| ||Mon Jul 25, 2011|
Pennant Energy Announces Closing of Private Placement Financings of $1.1 Million
| ||NOT FOR DISTRIBUTION TO UNITED STATES NEWSWIRE SERVICES OR FOR DISSEMINATION IN THE UNITED STATES|
Vancouver, B.C., July 25, 2011, -- Pennant Energy Inc. (the "Company") (TSX Venture: PEN) is pleased to announce the closing of the brokered private placement through Canaccord Genuity Corp (the "Agent"), and a non brokered private placement (collectively the "Offering"), as originally announced on July 4, 2011. The Company obtained conditional approval from the TSX Venture Exchange for the Offering on July 15, 2011.
The brokered portion of the Offering consisted of the sale of 5,478,294 flow-through shares of the Company (the "FT Shares") at a price of $0.17 per FT Share and 972,000 units of the Company (the "Units") at a price of $0.17 per Unit for total gross proceeds $1,096,549.98.
Each Unit consists of one common share of the Company and one common share purchase warrant (a "Warrant"). Each Warrant is exercisable into one common share of the Company for a period of 24 months from closing at an exercise price of C$0.22.
The Company paid the Agent a cash fee equal to 7% of the gross proceeds raised from the brokered private placement and issued to the Agent warrants (the "Agent's Warrants") equal to 7% of the aggregate number of Units and FT Shares sold. Each Agent's Warrant is exercisable into one common share of the Company for a period of 24 months from closing at an exercise price of $0.17. In addition, the Company issued 147,059 Units as a corporate finance fee to the Agent.
The non-brokered portion of the Offering consisted of the sale of 177,000 FT Shares for total gross proceeds of $30,090. A finder's fee of $702.10 was paid in accordance with the policy of the Exchange.

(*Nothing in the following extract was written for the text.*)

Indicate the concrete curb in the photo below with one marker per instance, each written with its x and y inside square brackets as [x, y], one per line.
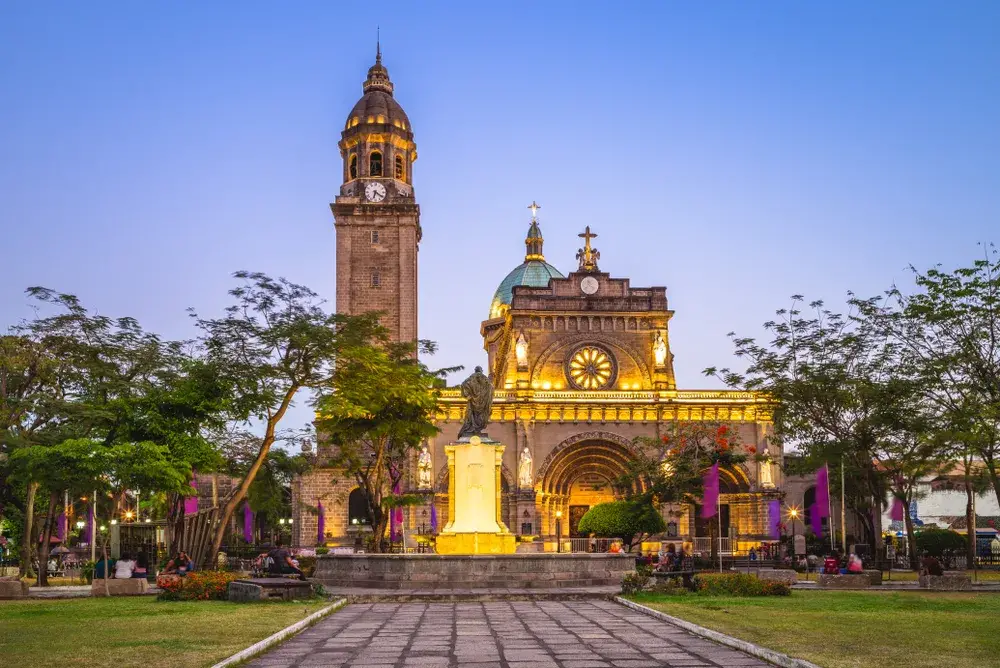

The funds raised from the issuance of the FT Shares shall be used for general exploration expenditures which will qualify as expenses under paragraph 66 (12.66) (b) of the Income Tax Act (Canada) on the Company's Bigstone Project located NW of Edmonton, Alberta in accordance with the provisions of the Company's earn-in agreement with Donnybrook Energy Inc. Funds raised from the issuance of Units will be for general working capital.
The securities issued will be subject to a four month hold period expiring November 26, 2011.
This news release does not constitute an offer to sell or a solicitation of an offer to buy nor shall there be any sale of any of the securities in any jurisdiction in which such offer, solicitation or sale would be unlawful. The securities have not been and will not be registered under the United States Securities Act of 1933, as amended (the "U.S. Securities Act") or the securities laws of any state of the United States and may not be offered or sold within the United States or to, or for the account or the benefit of, U.S. persons (as defined in Regulation S under the U.S. Securities Act) unless registered under the U.S. Securities Act and applicable state securities laws or pursuant to an exemption from such registration requirements
On behalf of the Board of Directors of
PENNANT ENERGY INC.
Signed: Thomas Yingling
Thomas Yingling, President
This news release contains forward-looking statements, which address future events and conditions, which are subject to various risks and uncertainties. The Company's actual results, programs and financial position could differ materially from those anticipated in such forward-looking statements as a result of numerous factors, some of which may be beyond the Company's control. These factors include: the availability of funds; the timing and content of work programs; results of exploration activities and development of the oil and gas properties, the interpretation of results and other data; project cost overruns or unanticipated costs and expenses, currency fluctuations; and general market and industry conditions. Forward-looking statements are based on the expectations and opinions of the Company's management on the date the statements are made. The assumptions used in the preparation of such statements, although considered reasonable at the time of preparation, may prove to be imprecise and, as such, undue reliance should not be placed on forward-looking statements.
Neither the TSX Venture Exchange nor its Regulation Services Provider (as that term is defined in the policies of the TSX Venture Exchange) accepts responsibility for the adequacy or accuracy of this release.